Single-Cell Sequencing Reveals Extensive Genetic Diversity Underlying Pediatric ALL Treatment Complexity

Approximately 15-20% of children with acute lymphoblastic leukemia (pALL) are not cured despite years of treatment with more than ten chemotherapeutic agents, yet bulk sequencing reveals minimal somatic variation that could explain genetic treatment resistance. Using error-corrected bulk sequencing, and primary template-directed amplification (PTA)-enabled single-cell exome and whole-genome sequencing, we discovered much more genetic diversity in pALL. Individual leukemic cells harbor 3.7-fold more mutations (mean 3,553) than detected in bulk samples (mean 965).
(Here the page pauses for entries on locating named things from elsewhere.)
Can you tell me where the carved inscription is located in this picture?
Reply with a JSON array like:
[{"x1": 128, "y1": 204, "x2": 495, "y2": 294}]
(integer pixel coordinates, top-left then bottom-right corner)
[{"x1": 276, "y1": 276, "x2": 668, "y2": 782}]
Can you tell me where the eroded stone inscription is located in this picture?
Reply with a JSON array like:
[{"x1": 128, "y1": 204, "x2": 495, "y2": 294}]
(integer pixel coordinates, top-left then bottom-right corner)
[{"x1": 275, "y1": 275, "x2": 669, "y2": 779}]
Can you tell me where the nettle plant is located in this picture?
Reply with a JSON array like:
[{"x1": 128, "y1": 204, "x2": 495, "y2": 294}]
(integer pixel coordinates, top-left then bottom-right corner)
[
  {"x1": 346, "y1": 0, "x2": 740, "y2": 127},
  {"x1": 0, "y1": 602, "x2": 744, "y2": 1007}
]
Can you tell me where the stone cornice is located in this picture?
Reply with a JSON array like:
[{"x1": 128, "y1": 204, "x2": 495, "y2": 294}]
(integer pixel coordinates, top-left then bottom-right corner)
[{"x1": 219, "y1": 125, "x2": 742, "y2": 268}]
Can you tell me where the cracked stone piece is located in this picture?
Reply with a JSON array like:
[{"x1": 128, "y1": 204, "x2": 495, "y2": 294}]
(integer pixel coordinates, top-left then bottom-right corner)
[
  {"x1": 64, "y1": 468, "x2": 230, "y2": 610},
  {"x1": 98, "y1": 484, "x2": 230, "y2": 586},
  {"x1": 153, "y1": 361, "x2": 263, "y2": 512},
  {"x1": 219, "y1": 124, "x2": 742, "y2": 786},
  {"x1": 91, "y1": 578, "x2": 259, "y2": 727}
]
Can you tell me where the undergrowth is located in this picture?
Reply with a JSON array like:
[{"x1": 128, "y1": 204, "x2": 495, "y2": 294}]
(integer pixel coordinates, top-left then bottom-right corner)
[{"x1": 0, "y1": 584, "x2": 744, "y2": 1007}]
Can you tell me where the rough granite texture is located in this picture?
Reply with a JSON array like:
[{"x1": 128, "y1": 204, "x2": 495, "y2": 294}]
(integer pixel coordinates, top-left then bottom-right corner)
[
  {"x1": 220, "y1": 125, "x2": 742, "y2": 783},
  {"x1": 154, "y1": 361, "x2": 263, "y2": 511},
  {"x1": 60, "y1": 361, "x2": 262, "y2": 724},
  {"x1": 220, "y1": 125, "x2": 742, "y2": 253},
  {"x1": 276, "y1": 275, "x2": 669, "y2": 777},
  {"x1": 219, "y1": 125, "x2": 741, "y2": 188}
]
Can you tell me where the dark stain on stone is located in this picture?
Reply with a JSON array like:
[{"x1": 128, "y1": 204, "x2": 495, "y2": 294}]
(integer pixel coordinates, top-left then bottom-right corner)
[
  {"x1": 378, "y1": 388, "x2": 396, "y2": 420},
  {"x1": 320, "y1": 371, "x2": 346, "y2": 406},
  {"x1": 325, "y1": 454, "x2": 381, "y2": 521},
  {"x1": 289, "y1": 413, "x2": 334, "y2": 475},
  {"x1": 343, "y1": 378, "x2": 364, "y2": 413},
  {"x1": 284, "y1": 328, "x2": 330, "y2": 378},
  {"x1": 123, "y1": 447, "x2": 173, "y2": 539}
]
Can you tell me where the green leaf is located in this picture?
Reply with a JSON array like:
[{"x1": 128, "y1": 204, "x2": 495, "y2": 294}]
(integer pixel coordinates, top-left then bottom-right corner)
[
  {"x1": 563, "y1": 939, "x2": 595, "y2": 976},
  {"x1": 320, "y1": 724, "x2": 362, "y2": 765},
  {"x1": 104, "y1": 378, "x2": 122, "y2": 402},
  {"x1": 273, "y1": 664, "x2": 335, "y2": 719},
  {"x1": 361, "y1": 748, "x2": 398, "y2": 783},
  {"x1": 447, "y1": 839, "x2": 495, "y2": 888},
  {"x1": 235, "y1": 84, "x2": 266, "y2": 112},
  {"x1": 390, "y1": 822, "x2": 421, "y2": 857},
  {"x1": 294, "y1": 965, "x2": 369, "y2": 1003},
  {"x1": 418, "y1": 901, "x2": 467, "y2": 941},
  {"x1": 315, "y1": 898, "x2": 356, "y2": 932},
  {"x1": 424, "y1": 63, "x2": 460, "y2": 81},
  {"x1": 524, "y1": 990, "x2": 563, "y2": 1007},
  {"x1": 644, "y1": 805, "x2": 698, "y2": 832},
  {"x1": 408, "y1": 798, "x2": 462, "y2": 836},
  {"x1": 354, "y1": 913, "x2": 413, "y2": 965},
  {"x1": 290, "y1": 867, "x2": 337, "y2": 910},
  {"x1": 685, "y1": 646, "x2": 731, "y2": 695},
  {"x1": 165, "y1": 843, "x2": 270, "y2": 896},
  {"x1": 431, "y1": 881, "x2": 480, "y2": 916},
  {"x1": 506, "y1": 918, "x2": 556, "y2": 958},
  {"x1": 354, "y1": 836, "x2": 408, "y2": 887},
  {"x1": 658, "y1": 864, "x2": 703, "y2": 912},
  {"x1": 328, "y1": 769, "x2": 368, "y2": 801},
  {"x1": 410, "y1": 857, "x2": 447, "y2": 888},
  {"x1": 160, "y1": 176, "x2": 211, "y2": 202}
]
Many ETV6-RUNX1 patients harbor multiple independent ras-mutated clones, and we also identified convergent evolution of JAK2 mutations as well as copy number alterations. PTA-based phylogenetic analysis of over 150 single-cell genomes linked heritable phenotypes to specific genetic alterations and identified low-frequency clones harboring mutations in treatment resistance-associated genes ( ITGA9 , NTRK3 , SULF2 ) that increased in frequency during treatment. These findings reveal extensive hidden genetic diversity in pALL while providing a framework for the early detection of high-risk leukemic populations.